Area of Study… on a page
“I began to hide my skin from the other beach, from this stretch of cycleway.” Swallow The Air The 1st person narrative and the metaphor of “my skin” represents May’s identity as Aboriginal. The repetition of “from this” shows the separation that May feels she is forced to make from her beloved “beach”. The beach symbolises May’s cultural connection to the land – which she now feels she has to avoid. The “cycleway” symbolises the white culture to which May does not belong. 1st person narrative metaphor – “my skin” Sibilance (“s” sound repetition) Repetition of “from this” Contrasting symbols of place – “beach” and “cycleway” The concept of belonging represented here is: “individuals can experienceracial and cultural barriers to belonging”.
"It wasn't in our eyes, or our voices, or what we said. It was just there, that understanding, that sameness - it slicked our pores, our skin." - 60 • Lexical chain (“eyes” – “voices” – “language” – “pores” – “skin”) • Repetition of inclusive pronoun “our” • High modality – “just there’ – “that understanding, that sameness” The lexical chain of individual physical features represent Billy and May’s identity in it’s simplest and clearest form. The repetition of the inclusive pronoun “our” shows that Billy and May share these basic physical characteristics – and, consequently, share an identity. The high modality of “that understanding, that sameness” shows the Billy and May are “the same” and this “sameness” simply makes them belong together.
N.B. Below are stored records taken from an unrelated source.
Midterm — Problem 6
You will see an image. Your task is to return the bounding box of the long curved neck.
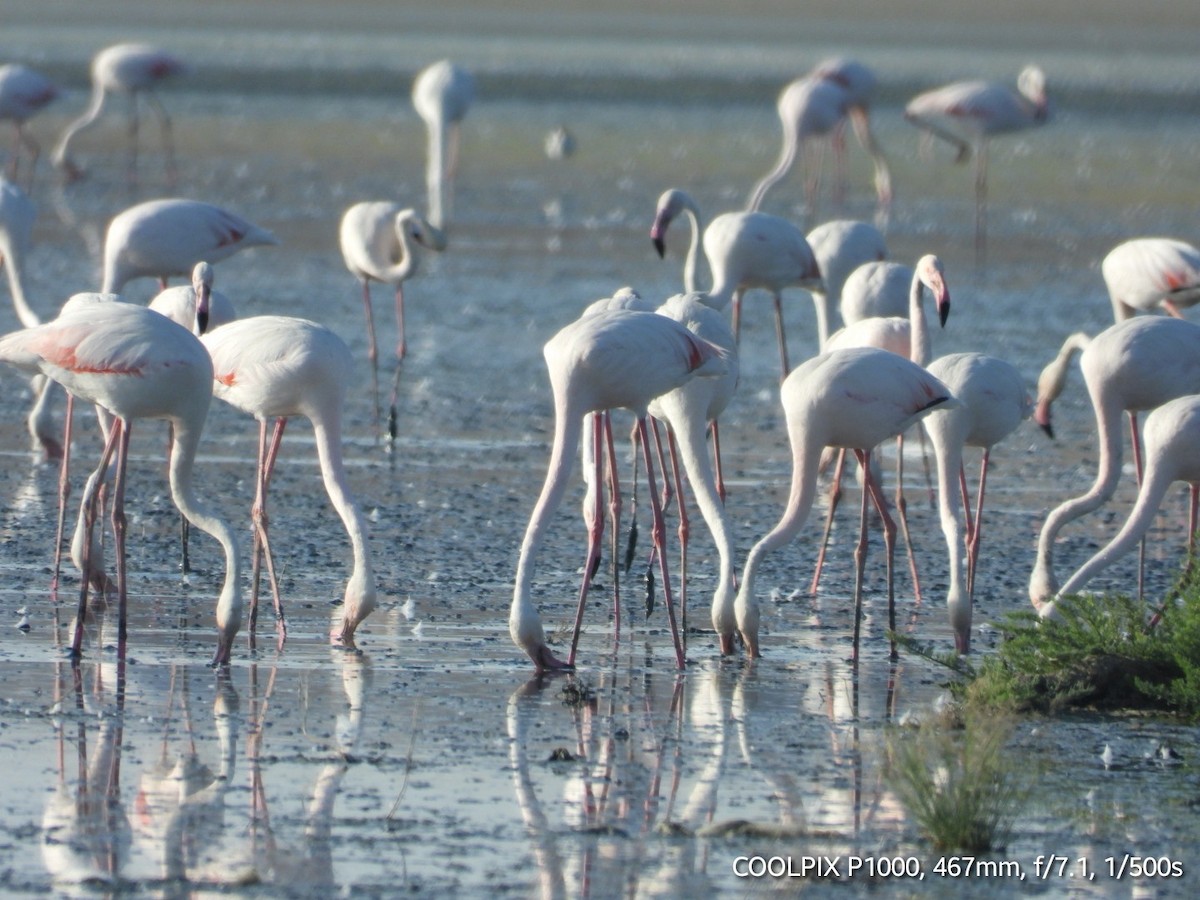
[908,271,932,366]
[1060,460,1176,594]
[1034,385,1122,592]
[53,83,107,166]
[170,412,242,659]
[312,415,376,632]
[0,230,42,328]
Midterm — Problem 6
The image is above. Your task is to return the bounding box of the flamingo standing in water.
[746,58,892,218]
[0,62,60,181]
[338,200,446,440]
[413,60,475,228]
[1100,238,1200,322]
[1056,396,1200,616]
[54,43,187,182]
[200,316,376,647]
[509,310,726,672]
[0,295,242,665]
[101,199,280,294]
[734,347,958,659]
[809,253,950,602]
[904,66,1050,260]
[924,353,1033,653]
[650,188,828,378]
[1030,316,1200,608]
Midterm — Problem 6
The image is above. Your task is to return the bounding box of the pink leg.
[775,290,792,382]
[809,449,846,595]
[566,413,605,668]
[362,278,379,442]
[637,418,686,670]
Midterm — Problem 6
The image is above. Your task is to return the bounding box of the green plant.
[888,715,1027,853]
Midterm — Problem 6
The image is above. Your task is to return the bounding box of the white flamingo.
[0,295,242,665]
[413,60,475,228]
[101,199,280,294]
[54,43,187,181]
[904,66,1050,260]
[1100,238,1200,322]
[650,188,828,377]
[1056,395,1200,616]
[734,347,958,659]
[509,310,726,672]
[924,353,1033,653]
[337,200,446,440]
[1030,316,1200,608]
[0,62,60,181]
[200,316,376,647]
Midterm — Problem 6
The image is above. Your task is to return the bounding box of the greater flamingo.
[413,60,475,228]
[101,199,280,294]
[924,353,1033,653]
[746,58,892,217]
[904,66,1050,260]
[0,175,62,460]
[0,295,242,665]
[509,310,726,672]
[200,316,376,647]
[734,347,958,659]
[0,62,60,181]
[649,294,738,655]
[337,200,446,440]
[54,43,187,181]
[805,218,892,353]
[1056,395,1200,617]
[1100,238,1200,322]
[1030,316,1200,607]
[650,188,828,378]
[809,253,950,602]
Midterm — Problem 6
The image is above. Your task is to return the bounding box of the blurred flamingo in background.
[54,43,187,184]
[0,62,61,184]
[413,60,475,228]
[904,66,1050,262]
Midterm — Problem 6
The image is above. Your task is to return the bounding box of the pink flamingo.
[904,66,1050,259]
[734,347,958,659]
[0,295,242,665]
[509,310,725,672]
[54,43,187,181]
[809,253,950,604]
[650,188,828,378]
[200,316,376,647]
[746,58,892,218]
[1100,238,1200,322]
[924,353,1033,653]
[0,62,60,181]
[101,199,280,294]
[1030,316,1200,607]
[1056,396,1200,617]
[338,200,446,440]
[413,60,475,228]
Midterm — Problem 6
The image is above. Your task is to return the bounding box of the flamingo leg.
[388,282,408,452]
[566,413,605,668]
[775,290,792,383]
[809,448,846,595]
[71,419,120,659]
[896,434,920,606]
[967,448,990,600]
[637,416,688,670]
[112,419,130,660]
[709,419,725,503]
[50,394,74,601]
[362,278,379,444]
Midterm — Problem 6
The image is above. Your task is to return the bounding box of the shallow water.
[0,1,1200,896]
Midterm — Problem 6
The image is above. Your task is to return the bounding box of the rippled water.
[0,0,1200,896]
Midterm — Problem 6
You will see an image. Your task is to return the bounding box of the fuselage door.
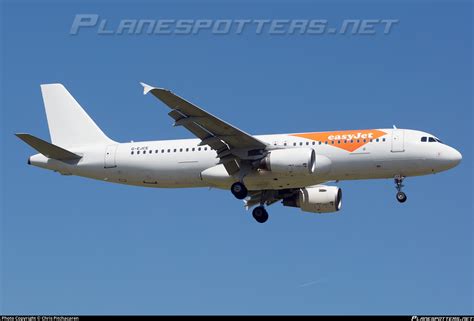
[392,129,405,152]
[104,145,118,168]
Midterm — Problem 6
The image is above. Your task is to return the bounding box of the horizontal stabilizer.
[15,134,82,161]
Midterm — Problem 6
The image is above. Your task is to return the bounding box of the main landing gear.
[252,205,268,223]
[394,175,407,203]
[230,182,268,223]
[230,182,248,200]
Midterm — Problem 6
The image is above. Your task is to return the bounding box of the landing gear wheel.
[230,182,248,200]
[394,175,407,203]
[252,206,268,223]
[397,192,407,203]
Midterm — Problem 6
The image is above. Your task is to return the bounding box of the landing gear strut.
[252,205,268,223]
[230,182,248,200]
[394,175,407,203]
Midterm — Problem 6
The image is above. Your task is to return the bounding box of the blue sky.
[0,1,474,314]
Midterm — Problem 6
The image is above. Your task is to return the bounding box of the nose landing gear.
[394,175,407,203]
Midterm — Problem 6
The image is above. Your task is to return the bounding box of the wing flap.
[141,83,266,149]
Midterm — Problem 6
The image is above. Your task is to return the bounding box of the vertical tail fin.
[41,84,113,147]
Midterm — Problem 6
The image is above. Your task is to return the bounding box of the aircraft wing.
[140,83,267,175]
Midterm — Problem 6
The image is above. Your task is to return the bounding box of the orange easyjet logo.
[291,129,387,152]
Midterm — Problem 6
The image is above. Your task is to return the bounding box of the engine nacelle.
[283,185,342,213]
[261,148,316,174]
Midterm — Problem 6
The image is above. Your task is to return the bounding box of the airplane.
[15,83,462,223]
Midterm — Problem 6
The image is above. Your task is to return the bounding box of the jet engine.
[260,148,316,174]
[283,185,342,213]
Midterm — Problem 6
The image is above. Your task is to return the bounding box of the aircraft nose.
[444,147,462,167]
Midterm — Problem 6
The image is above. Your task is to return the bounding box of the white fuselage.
[29,129,461,190]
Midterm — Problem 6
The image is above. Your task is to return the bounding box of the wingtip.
[140,82,154,95]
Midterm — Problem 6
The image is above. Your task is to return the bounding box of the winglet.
[140,82,155,95]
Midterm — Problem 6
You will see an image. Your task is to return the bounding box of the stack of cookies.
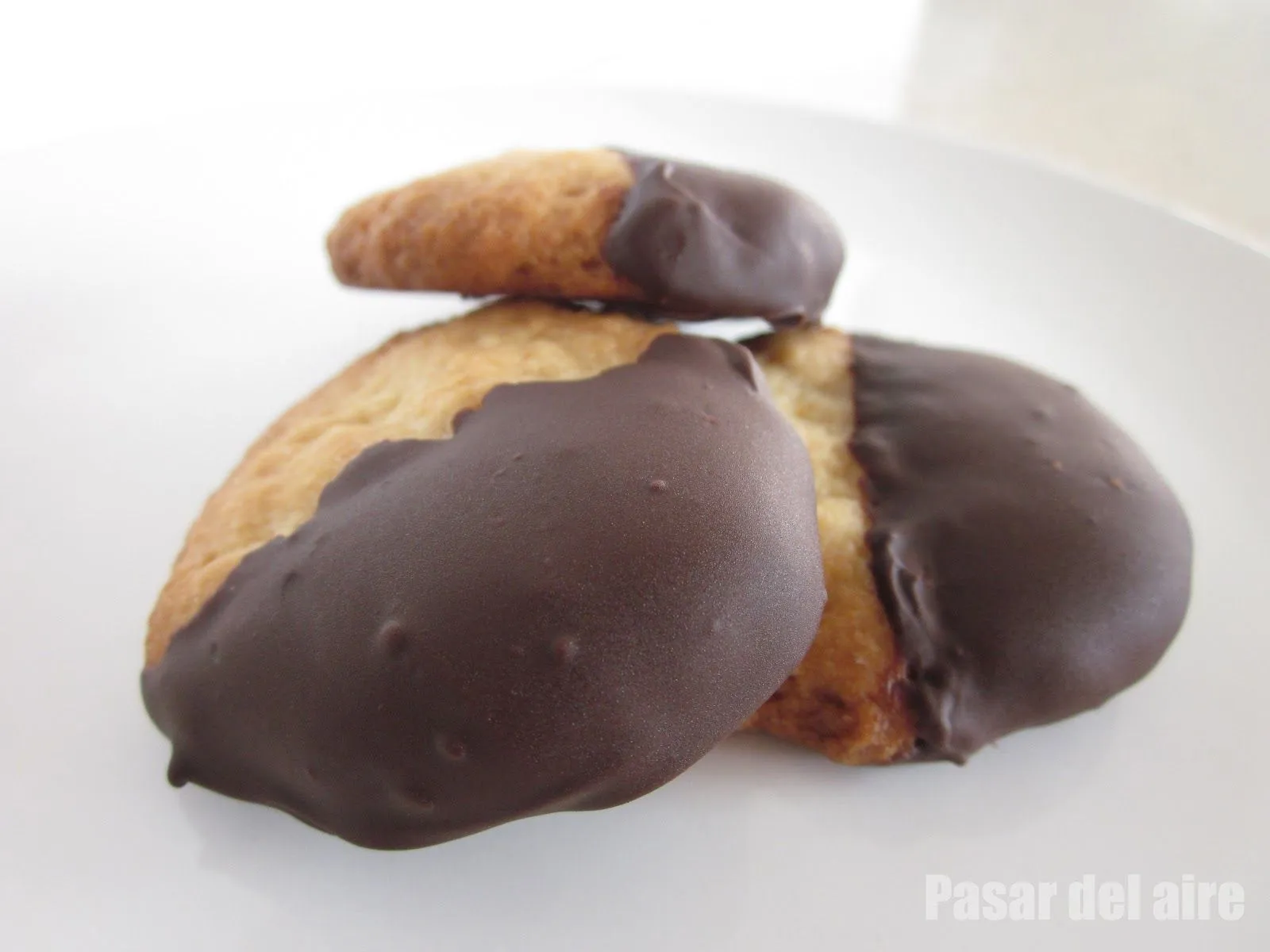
[142,150,1191,848]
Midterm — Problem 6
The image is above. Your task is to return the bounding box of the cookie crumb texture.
[142,305,824,848]
[326,148,644,302]
[747,328,914,764]
[146,301,675,664]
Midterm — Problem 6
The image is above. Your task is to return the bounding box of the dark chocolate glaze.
[603,152,843,325]
[142,336,824,848]
[851,335,1191,763]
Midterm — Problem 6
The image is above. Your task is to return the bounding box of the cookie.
[748,328,1192,763]
[326,148,843,324]
[142,302,826,848]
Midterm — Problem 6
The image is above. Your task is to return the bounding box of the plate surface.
[0,87,1270,950]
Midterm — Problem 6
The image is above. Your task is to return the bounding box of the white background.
[0,0,1270,246]
[0,0,1270,952]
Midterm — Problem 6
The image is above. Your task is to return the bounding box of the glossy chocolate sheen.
[142,336,824,848]
[851,335,1191,762]
[603,152,845,325]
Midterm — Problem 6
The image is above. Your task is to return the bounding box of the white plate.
[0,94,1270,952]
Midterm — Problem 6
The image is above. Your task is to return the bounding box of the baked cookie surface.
[142,303,824,849]
[749,328,1192,763]
[146,301,675,664]
[326,148,845,324]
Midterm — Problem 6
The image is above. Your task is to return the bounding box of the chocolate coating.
[603,152,845,324]
[851,335,1191,763]
[142,336,824,848]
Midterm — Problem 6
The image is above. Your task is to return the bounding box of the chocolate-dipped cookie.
[326,148,843,324]
[142,302,824,848]
[749,328,1191,763]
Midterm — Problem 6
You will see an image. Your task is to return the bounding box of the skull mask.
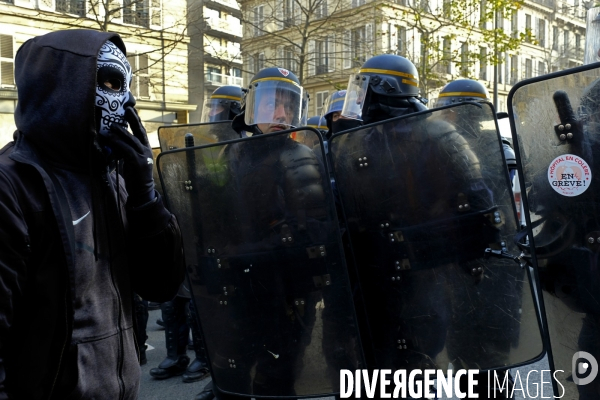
[96,41,135,133]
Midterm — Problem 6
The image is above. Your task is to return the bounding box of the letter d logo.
[571,351,598,385]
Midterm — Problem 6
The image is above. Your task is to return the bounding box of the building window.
[510,11,519,38]
[350,26,367,67]
[537,61,546,76]
[315,36,335,75]
[0,35,15,86]
[496,53,506,83]
[510,56,519,85]
[442,37,452,74]
[460,42,469,76]
[525,58,533,79]
[127,54,150,99]
[536,18,546,47]
[479,47,487,81]
[56,0,85,17]
[206,66,223,83]
[479,0,487,29]
[315,0,327,18]
[244,56,256,74]
[283,0,301,28]
[253,5,265,36]
[123,0,150,28]
[396,26,407,57]
[315,91,329,115]
[282,46,298,73]
[253,53,265,72]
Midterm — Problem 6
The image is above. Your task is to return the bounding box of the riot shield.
[158,128,364,398]
[330,103,543,371]
[509,63,600,399]
[158,121,240,151]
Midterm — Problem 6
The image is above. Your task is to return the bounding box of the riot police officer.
[331,55,510,394]
[435,79,517,182]
[193,68,352,398]
[200,85,242,122]
[435,79,520,398]
[306,115,327,134]
[322,89,362,138]
[342,54,427,125]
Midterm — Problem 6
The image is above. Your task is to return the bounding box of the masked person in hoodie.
[0,30,184,400]
[330,54,500,376]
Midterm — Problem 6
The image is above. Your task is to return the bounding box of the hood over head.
[15,29,126,170]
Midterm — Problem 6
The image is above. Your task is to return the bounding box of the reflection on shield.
[158,129,363,398]
[158,121,240,151]
[509,64,600,399]
[330,104,542,371]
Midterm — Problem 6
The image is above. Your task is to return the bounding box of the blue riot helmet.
[321,90,350,134]
[306,115,327,135]
[435,79,490,107]
[200,85,242,122]
[496,112,517,182]
[342,54,427,124]
[232,67,308,134]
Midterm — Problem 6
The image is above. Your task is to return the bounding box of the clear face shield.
[244,78,308,133]
[200,96,232,122]
[321,90,346,120]
[342,74,369,119]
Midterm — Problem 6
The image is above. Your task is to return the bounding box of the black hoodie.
[0,30,184,400]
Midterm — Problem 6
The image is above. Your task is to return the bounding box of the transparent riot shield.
[158,121,240,151]
[330,103,543,371]
[158,128,364,398]
[509,63,600,399]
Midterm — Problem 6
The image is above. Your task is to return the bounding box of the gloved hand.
[100,107,156,208]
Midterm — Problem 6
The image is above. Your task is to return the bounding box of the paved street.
[139,310,210,400]
[139,310,552,400]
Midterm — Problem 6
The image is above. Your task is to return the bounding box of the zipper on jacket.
[48,291,70,400]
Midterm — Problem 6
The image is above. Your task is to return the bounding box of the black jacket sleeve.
[0,171,28,399]
[127,193,185,303]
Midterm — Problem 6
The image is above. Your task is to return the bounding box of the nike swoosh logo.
[73,211,90,225]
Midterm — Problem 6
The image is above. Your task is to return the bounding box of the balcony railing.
[206,18,243,38]
[531,0,556,8]
[555,1,587,21]
[204,72,243,86]
[205,0,240,10]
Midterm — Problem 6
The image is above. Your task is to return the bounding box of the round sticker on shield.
[548,154,592,197]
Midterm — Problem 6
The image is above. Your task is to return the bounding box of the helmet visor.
[244,78,308,127]
[342,74,369,119]
[200,96,232,122]
[321,90,346,118]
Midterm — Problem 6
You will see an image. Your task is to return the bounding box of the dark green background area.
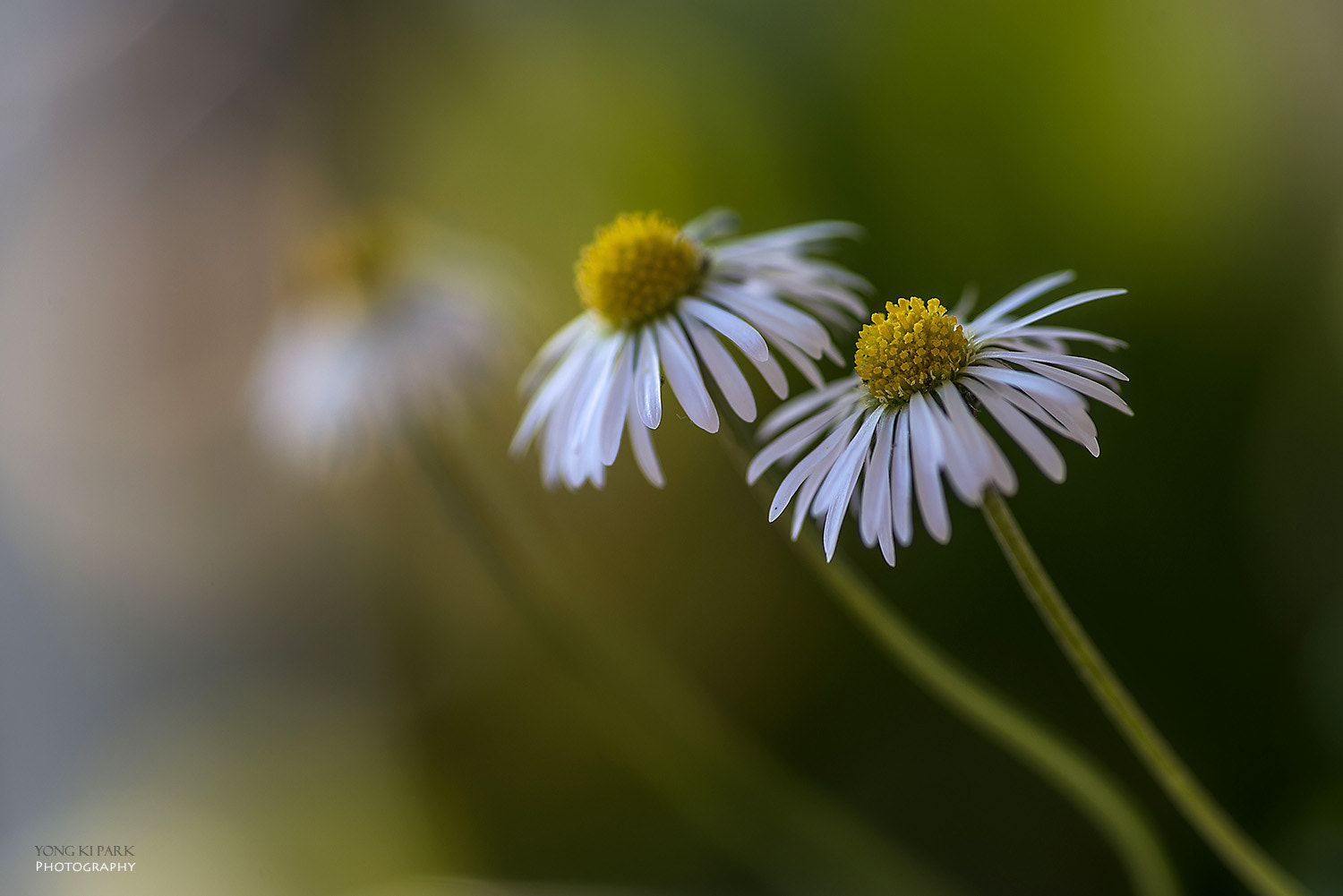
[297,0,1343,894]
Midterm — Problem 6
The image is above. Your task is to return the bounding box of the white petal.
[747,403,851,485]
[974,270,1077,328]
[518,311,594,395]
[910,392,951,544]
[964,379,1068,482]
[704,281,830,359]
[566,333,628,462]
[598,336,636,466]
[975,349,1128,383]
[813,408,881,515]
[509,330,596,457]
[653,319,719,432]
[1018,362,1133,416]
[625,397,666,489]
[939,383,1017,494]
[680,295,770,362]
[974,289,1128,341]
[926,383,988,507]
[770,408,862,523]
[681,314,755,422]
[757,376,862,439]
[766,329,826,388]
[859,408,896,548]
[751,354,789,397]
[634,327,663,430]
[891,405,915,547]
[994,327,1128,351]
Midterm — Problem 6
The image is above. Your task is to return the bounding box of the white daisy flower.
[252,214,502,474]
[512,211,869,489]
[747,271,1133,566]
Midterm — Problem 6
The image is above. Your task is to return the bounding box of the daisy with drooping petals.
[252,209,504,474]
[512,211,868,489]
[747,271,1133,566]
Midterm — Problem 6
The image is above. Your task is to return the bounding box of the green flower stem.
[985,491,1307,896]
[411,432,963,896]
[798,537,1181,896]
[724,431,1181,896]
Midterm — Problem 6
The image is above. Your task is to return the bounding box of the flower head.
[747,271,1133,564]
[513,211,868,489]
[252,211,501,473]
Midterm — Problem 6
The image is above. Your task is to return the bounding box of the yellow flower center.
[575,212,706,325]
[290,211,413,306]
[853,298,970,402]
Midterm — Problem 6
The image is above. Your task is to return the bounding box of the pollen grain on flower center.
[853,297,970,402]
[577,212,704,325]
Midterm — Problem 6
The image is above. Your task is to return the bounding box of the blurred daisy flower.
[747,271,1133,566]
[252,209,501,473]
[512,211,869,489]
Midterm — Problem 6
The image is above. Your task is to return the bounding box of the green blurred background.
[0,0,1343,896]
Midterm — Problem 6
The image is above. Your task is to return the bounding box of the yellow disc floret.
[853,298,970,402]
[575,212,704,325]
[290,209,415,306]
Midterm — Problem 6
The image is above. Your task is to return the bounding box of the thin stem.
[724,432,1181,896]
[798,537,1181,896]
[985,491,1307,896]
[411,432,959,896]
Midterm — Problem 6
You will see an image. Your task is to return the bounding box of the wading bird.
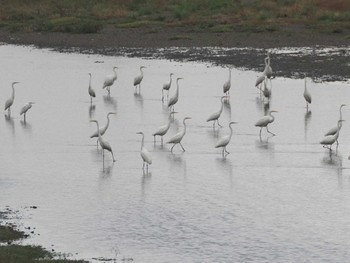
[136,132,152,173]
[207,96,226,128]
[162,73,174,101]
[215,121,237,156]
[320,120,345,151]
[134,66,146,92]
[5,81,19,116]
[88,73,96,104]
[167,117,191,152]
[102,67,118,94]
[222,68,231,96]
[304,76,311,111]
[90,112,116,145]
[324,104,346,136]
[20,102,35,122]
[255,110,278,137]
[152,111,177,144]
[168,78,183,111]
[90,120,115,162]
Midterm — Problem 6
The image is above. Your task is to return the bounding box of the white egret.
[168,78,183,111]
[90,112,116,144]
[20,102,35,122]
[304,76,311,111]
[137,132,152,172]
[102,67,118,94]
[5,81,19,115]
[152,111,177,144]
[207,96,226,128]
[222,68,231,96]
[255,110,278,136]
[320,120,345,151]
[90,120,115,162]
[324,104,346,136]
[162,73,174,101]
[167,117,191,152]
[215,121,237,156]
[88,73,96,104]
[134,66,146,92]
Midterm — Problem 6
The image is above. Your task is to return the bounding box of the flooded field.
[0,45,350,263]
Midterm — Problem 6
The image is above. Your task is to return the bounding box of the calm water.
[0,45,350,263]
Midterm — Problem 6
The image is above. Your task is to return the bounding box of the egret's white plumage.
[324,104,346,136]
[152,111,177,144]
[320,120,344,151]
[137,132,152,172]
[19,102,35,122]
[90,120,115,162]
[162,73,174,101]
[5,81,19,115]
[167,117,191,152]
[255,110,277,136]
[207,96,226,127]
[168,78,183,111]
[88,73,96,103]
[304,77,311,110]
[102,67,118,94]
[215,121,237,156]
[222,68,231,96]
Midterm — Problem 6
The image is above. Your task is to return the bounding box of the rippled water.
[0,45,350,263]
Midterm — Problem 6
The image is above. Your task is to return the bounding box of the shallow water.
[0,45,350,262]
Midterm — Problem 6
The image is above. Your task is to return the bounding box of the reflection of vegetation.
[0,0,350,33]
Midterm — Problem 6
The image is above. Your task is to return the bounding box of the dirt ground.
[0,25,350,81]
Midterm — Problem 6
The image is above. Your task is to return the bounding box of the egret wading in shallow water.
[19,102,35,122]
[88,73,96,104]
[324,104,346,137]
[152,111,177,144]
[102,67,118,94]
[90,112,116,145]
[304,76,311,111]
[167,117,191,152]
[207,96,226,128]
[168,78,183,111]
[134,66,146,93]
[162,73,174,102]
[90,120,115,162]
[215,121,237,156]
[320,120,345,151]
[222,68,231,96]
[136,132,152,173]
[255,110,278,137]
[5,81,19,116]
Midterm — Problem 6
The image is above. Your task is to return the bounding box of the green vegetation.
[0,0,350,33]
[0,226,85,263]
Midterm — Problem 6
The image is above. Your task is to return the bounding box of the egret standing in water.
[215,121,237,156]
[136,132,152,173]
[20,102,35,122]
[207,96,226,128]
[320,120,344,151]
[90,112,116,145]
[255,110,278,137]
[102,67,118,94]
[5,81,19,116]
[90,120,115,162]
[168,78,183,111]
[162,73,174,101]
[304,76,311,111]
[134,66,146,93]
[167,117,191,152]
[152,111,177,144]
[222,68,231,96]
[88,73,96,104]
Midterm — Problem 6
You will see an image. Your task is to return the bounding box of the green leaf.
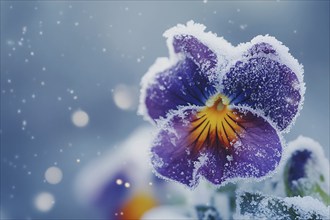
[236,192,330,220]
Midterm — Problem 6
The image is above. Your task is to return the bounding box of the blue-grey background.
[0,0,329,219]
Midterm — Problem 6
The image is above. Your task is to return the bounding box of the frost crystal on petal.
[140,21,305,187]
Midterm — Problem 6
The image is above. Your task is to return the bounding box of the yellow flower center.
[189,94,244,151]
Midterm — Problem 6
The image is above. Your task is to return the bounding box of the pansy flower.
[75,127,186,220]
[139,22,305,187]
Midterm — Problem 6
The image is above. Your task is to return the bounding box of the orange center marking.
[189,94,244,152]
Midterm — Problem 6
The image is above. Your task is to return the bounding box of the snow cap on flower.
[139,22,305,187]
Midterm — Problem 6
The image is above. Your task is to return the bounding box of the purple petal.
[200,109,282,185]
[222,56,302,130]
[172,35,217,73]
[152,105,282,187]
[151,108,202,187]
[142,59,215,119]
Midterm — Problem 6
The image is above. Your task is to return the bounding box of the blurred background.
[0,0,329,219]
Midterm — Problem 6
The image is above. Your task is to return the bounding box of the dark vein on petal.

The concept of belonging here is: Individuals who share the same characteristics feel a sense of belonging. The extent to which individuals belong is influenced by their shared identity.
"We don't huddle together (in the corn stalks), Billy and me - we are separated by the violence." - 87 • Contrast “huddle together” / “separated” • Punctuation of clauses ( “-”) • Repetition of inclusive “we” • Metaphor “separated by the violence” The metaphor of “separated by violence” shows Billy and May hiding from the domestic violence inside their home. The punctuated structure of the quote creates contrasting images of Billy and May, who share the same fear yet they deliberately stay apart. Ironically, the inclusive “we” shows that, even though they hide from each other, they are “huddled together” in their shared experience. The trauma they both experience in the safety of the corn stalks strengthens both their relationship and their sense of belonging to each other. They reject the violence in the house and seek comfort in the safety in the corn stalks. Here, Winch creates another image of May’s strong connection to the land…and May’s rejection of a suburban house (which symbolises a non-indigenous culture). The concept of belonging: Individuals who share the same traumatic experience feel a sense of belonging. The extent to which individuals belong is influenced by a shared experience.
"And the more he wasn't there, the more I realised too, we were all gone.“ Pg 60 The singular “he” refers to Billy when he finally left Aunty’s house. The repetition of “the more” represents the passing of time when Billy is absent. The switch to the inclusive “we” in the final clause shows that Billy’s absence has effected everyone left in the house. The high modality of the metaphor of “we were all gone” shows the level of anxiety that May and Aunty feel. They are “gone” because they have lost the sense of connectedness that Billy created by being an important member of the family. High modality “we were all” Repetition “the more” Metaphor “we were all gone” Contrast of singular to plural pronouns “he” / “we” The concept of belonging: An individual or groups sense of belonging can be determined by one significant person within the group. When an important member of a group leaves – the remaining group can become disconnected. The stronger the personal relationship between individuals… the more painful the consequences when the relationship ends.
“Johnny takes me away, together we run the white-sanded beaches, and we eat mangoes and pick coconuts and wade through swamps to pull up lily roots and eat them as sugar rhubarb” – 119, creates rhythmic, nostalgic tone. • Repetition of the inclusive pronoun “we” and cumulative clauses • Symbolic imagery of the land / nature (“beaches” “mangoes” “coconuts” swamps” …) and sharing food. The repetition of the inclusive plural “we” refers to Johnny and May relationship. The cumulative clauses create a rhythmic and nostalgic tone to May’s day-dream. The developing imagery positions the responder to feel the freedom and happiness that May feels in her imaginary world – her “Dreaming” – with Johnny. The repetition of the symbolic wild Australian foods shows May’s sense of fulfilment is closely connected to her deep cultural relationship with the land. Winch represents her own cultural sense of belonging to the traditional Aboriginal Dreaming and the value indigenous people place on close relationships with family and loved-ones. • Concepts of Belonging / Not Belonging: • Individuals who share a strong cultural identity develop a sense of belonging and fulfilment • A responder who does not understand the cultural values of a text will experience a sense of not-belonging and alienation from the deeper meanings being expressed by the composer.